Total supply was virtually flat at 1,150t (-0.3% y-o-y). Modest growth in mine production (1%) and recycling (5%) was supported by a second consecutive quarter of net hedging (10t).
In Q1, mine production grew marginally to 852.4t (+1% y-o-y), the highest level of Q1 output on record. Given the seasonality in gold production – where output in the first quarter is typically the weakest – this represents a strong start to the year.
The continued ramp-up of significant projects in key gold mining jurisdictions supported growth in Q1. In Canada, the fifth-largest producing nation in 2018, the continued ramp-up in production at Brucejack, Rainy River and Moose River, as well Meliadine coming online, boosted output by 9% y-o-y. Russia production grew by 4% y-o-y in Q1, primarily due to the ramp-up of the Natalka open-pit mine. This was also supported by growth at several other projects, particularly in the far east of the country. Australian output rose by 3% y-o-y, thanks to the ramp-up of Mount Morgans and Cadia Valley. Kazakhstan mine production grew by 26% y-o-y, driven mostly by the ramp-up at the Kyzyl project. Aggregate Q1 production in Papua New Guinea gained 11% y-o-y, with output from Lihir, Porgera and Hidden Valley rising.
But some producing nations saw notable declines. In China, the impact of stringent environmental regulations was more muted: national gold production fell 2% y-o-y in Q1, compared with y-o-y declines of up to 8% since 2016.1 Most of the major mining companies within the country are now compliant with the regulations after a tough adjustment period.
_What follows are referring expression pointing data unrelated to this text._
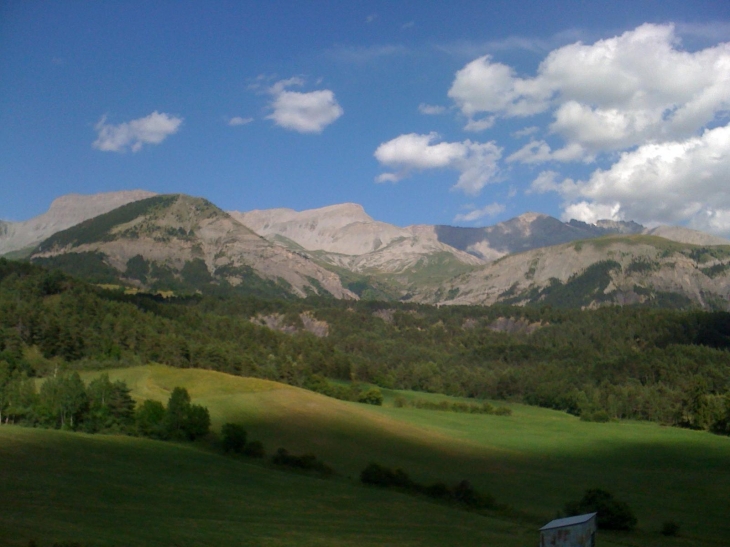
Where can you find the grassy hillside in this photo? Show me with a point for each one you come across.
(534, 460)
(121, 491)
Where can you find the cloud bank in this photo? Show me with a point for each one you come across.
(475, 162)
(152, 129)
(302, 112)
(654, 114)
(477, 214)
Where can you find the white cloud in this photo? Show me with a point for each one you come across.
(303, 112)
(238, 120)
(152, 129)
(609, 95)
(526, 132)
(431, 110)
(540, 152)
(547, 181)
(676, 182)
(477, 214)
(479, 125)
(475, 162)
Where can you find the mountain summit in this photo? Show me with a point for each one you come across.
(180, 242)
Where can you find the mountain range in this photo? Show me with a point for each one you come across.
(181, 243)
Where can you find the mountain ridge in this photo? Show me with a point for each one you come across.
(341, 251)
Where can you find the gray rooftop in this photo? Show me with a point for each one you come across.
(569, 521)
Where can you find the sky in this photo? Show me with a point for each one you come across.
(465, 113)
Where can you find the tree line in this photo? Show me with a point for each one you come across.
(663, 365)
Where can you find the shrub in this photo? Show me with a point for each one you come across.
(612, 513)
(372, 396)
(234, 438)
(600, 416)
(254, 449)
(670, 528)
(305, 462)
(149, 417)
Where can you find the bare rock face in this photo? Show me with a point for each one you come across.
(174, 231)
(345, 236)
(64, 212)
(344, 229)
(685, 235)
(644, 265)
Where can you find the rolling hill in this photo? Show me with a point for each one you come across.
(75, 486)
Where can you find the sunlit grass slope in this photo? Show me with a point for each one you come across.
(121, 491)
(534, 460)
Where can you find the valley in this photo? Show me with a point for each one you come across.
(71, 486)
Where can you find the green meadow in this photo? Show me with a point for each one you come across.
(114, 490)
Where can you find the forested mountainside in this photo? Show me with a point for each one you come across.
(615, 362)
(179, 243)
(185, 245)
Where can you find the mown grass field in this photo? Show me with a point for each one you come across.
(126, 491)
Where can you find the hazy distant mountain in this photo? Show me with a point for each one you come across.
(177, 242)
(185, 244)
(346, 237)
(525, 232)
(685, 235)
(619, 269)
(64, 212)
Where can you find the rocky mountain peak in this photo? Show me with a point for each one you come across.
(65, 211)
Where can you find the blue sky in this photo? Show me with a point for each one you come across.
(464, 113)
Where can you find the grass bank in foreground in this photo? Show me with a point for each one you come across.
(534, 460)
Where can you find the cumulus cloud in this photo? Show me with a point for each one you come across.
(431, 110)
(526, 132)
(238, 120)
(477, 214)
(540, 152)
(609, 95)
(475, 162)
(302, 112)
(674, 182)
(152, 129)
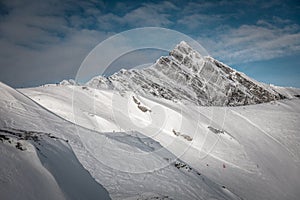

Argentinian gold output fell by 7% y-o-y, due to a combination of lower production at Veladero and the shutdown of Alumbrera.2 The largest Q1 y-o-y decline was in Indonesia, where production slumped 45%. This was primarily due to the exhaustion of higher-grade ore from the final phase of the Grasberg open pit, and not entirely unexpected as Grasberg transitions to underground operations.
Artisanal and small-scale mining (ASM) has become a larger part of annual mine production.3 Given the nature of ASM activity, reliable data are extremely difficult to come by. There are several estimates regarding the scale of ASM, with most suggesting now accounts for somewhere between 15% and 20% of global annual gold mine production. This growth has been prompted by a few key factors: higher gold prices, population growth, the lack of economic opportunity and the spread of mining expertise have boosted ASM output, most prominently in Africa.
This lack of reliable data not only increases the chances that estimates can be inaccurate, but also heightens the need to constantly review the quality of the data we do have. Following an extensive reassessment of the scale of ASM, during which new information came to light, Metals Focus – our primary gold demand and supply data provider – concluded that previous estimates significantly understated ASM output. Global mine production data have been revised upwards as a result, which has impacted our mine production data series back to 2010.